2. **Custom Logical and Physical Nodes**: Create a [`UserDefinedLogicalNode`] to
represent the operation in the logical plan, along with a custom [`ExecutionPlan`]
to execute it. Both are required for end-to-end execution.
#### Example: Basic RelationPlanner Structure
```rust
# use std::sync::Arc;
# use datafusion::error::Result;
# use datafusion::prelude::*;
use datafusion_expr::planner::{
PlannedRelation, RelationPlanner, RelationPlannerContext, RelationPlanning,
};
use datafusion_sql::sqlparser::ast::TableFactor;
#[derive(Debug)]
struct MyRelationPlanner;
impl RelationPlanner for MyRelationPlanner {
fn plan_relation(
&self,
relation: TableFactor,
ctx: &mut dyn RelationPlannerContext,
) -> Result<RelationPlanning> {
match relation {
// Handle your custom relation
TableFactor::Pivot { table, alias, .. } => {
// Plan the input table
let input = ctx.plan(*table)?;
// Transform or wrap the plan as needed
// ...
Ok(RelationPlanning::Planned(PlannedRelation::new(input, alias)))
}
// Return Original for relations you don't handle
other => Ok(RelationPlanning::Original(other)),
}
}
}
#[tokio::main]
async fn main() -> Result<()> {
let ctx = SessionContext::new();
// Register the custom planner
ctx.register_relation_planner(Arc::new(MyRelationPlanner))?;
Ok(())
}
```
## Complete Examples
The DataFusion repository includes comprehensive examples demonstrating each
approach:
### TABLESAMPLE (Custom Logical and Physical Nodes)

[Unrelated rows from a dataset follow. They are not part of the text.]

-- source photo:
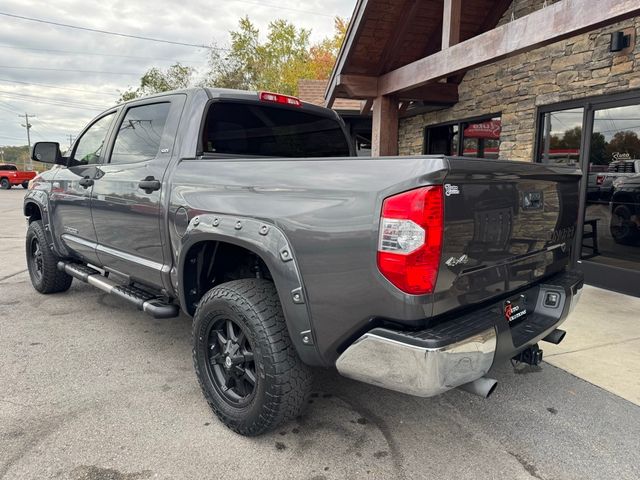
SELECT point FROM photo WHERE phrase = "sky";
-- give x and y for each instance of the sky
(66, 76)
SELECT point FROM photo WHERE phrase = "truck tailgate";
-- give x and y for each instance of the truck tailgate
(507, 225)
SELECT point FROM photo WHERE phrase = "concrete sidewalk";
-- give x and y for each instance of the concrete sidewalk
(602, 345)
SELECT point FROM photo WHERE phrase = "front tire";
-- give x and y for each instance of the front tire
(246, 364)
(43, 263)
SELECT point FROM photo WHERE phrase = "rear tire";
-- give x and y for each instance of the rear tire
(249, 372)
(43, 263)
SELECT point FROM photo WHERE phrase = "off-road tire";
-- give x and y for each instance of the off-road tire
(48, 279)
(624, 231)
(283, 382)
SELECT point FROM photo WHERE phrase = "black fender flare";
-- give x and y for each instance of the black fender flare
(269, 243)
(40, 200)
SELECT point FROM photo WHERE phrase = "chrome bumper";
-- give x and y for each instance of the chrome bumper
(419, 371)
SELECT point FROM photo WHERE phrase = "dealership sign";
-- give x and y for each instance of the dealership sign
(490, 129)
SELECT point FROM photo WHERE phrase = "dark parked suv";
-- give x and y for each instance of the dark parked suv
(250, 212)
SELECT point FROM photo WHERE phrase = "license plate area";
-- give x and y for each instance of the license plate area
(515, 309)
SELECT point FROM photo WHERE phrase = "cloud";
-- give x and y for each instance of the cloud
(65, 97)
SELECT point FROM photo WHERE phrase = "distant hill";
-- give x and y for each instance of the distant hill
(20, 156)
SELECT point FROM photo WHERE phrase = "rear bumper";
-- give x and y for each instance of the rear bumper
(459, 349)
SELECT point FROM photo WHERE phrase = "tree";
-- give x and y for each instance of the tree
(175, 77)
(624, 142)
(277, 63)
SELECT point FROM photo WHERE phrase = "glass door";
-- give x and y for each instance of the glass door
(611, 234)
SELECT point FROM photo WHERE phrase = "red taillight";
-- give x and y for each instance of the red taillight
(279, 98)
(410, 241)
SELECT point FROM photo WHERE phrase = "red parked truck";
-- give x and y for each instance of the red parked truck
(10, 176)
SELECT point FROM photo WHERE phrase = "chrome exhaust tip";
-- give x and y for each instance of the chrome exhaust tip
(483, 387)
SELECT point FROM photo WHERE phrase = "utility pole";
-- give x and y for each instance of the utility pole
(27, 125)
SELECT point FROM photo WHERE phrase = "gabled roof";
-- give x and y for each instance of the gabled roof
(387, 34)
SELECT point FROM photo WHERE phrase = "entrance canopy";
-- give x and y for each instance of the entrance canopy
(401, 51)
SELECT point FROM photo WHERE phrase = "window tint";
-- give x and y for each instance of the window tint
(442, 140)
(480, 138)
(561, 136)
(251, 129)
(88, 149)
(140, 133)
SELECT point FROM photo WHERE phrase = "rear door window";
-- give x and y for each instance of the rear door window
(138, 138)
(271, 131)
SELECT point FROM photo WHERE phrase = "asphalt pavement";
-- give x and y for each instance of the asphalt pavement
(92, 389)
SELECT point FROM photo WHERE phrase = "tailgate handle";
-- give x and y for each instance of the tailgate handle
(149, 184)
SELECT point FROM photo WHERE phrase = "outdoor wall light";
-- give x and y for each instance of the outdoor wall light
(619, 41)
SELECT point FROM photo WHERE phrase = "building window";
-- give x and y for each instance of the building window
(479, 138)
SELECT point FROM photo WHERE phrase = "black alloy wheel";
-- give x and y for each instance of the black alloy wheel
(230, 364)
(36, 259)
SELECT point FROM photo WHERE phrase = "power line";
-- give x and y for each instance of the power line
(63, 105)
(76, 52)
(37, 97)
(55, 86)
(6, 109)
(107, 32)
(280, 7)
(67, 70)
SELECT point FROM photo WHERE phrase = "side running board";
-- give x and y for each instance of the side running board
(145, 301)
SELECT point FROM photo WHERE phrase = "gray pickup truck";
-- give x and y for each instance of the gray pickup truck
(249, 212)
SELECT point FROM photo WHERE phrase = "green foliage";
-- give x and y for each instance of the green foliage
(155, 80)
(274, 63)
(624, 142)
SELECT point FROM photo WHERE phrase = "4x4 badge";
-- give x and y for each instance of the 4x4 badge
(451, 189)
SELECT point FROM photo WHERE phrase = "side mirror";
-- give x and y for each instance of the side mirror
(46, 152)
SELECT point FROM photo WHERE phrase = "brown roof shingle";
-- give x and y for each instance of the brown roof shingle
(312, 91)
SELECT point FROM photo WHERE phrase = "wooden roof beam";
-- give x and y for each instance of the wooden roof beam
(358, 86)
(556, 22)
(451, 19)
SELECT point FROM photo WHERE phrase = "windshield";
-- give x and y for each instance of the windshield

The [table_sample.rs] example shows a complete end-to-end implementation of how to
support queries such as:
```sql
SELECT * FROM table TABLESAMPLE BERNOULLI(10 PERCENT) REPEATABLE(42)
```
### PIVOT/UNPIVOT (Rewrite Strategy)
The [pivot_unpivot.rs] example demonstrates rewriting custom syntax to standard SQL
for queries such as:
```sql
SELECT * FROM sales
PIVOT (SUM(amount) FOR quarter IN ('Q1', 'Q2', 'Q3', 'Q4'))
```
## Recap
1. Use [`ExprPlanner`] for custom operators and expression handling
2. Use [`TypePlanner` for custom SQL data types
3. Use [`RelationPlanner`] for custom FROM clause syntax (TABLESAMPLE, PIVOT, etc.)
4. Register planners via [`SessionContext`] or [`SessionStateBuilder`]
## See Also
- API Documentation: [`ExprPlanner`], [`TypePlanner`], [`RelationPlanner`]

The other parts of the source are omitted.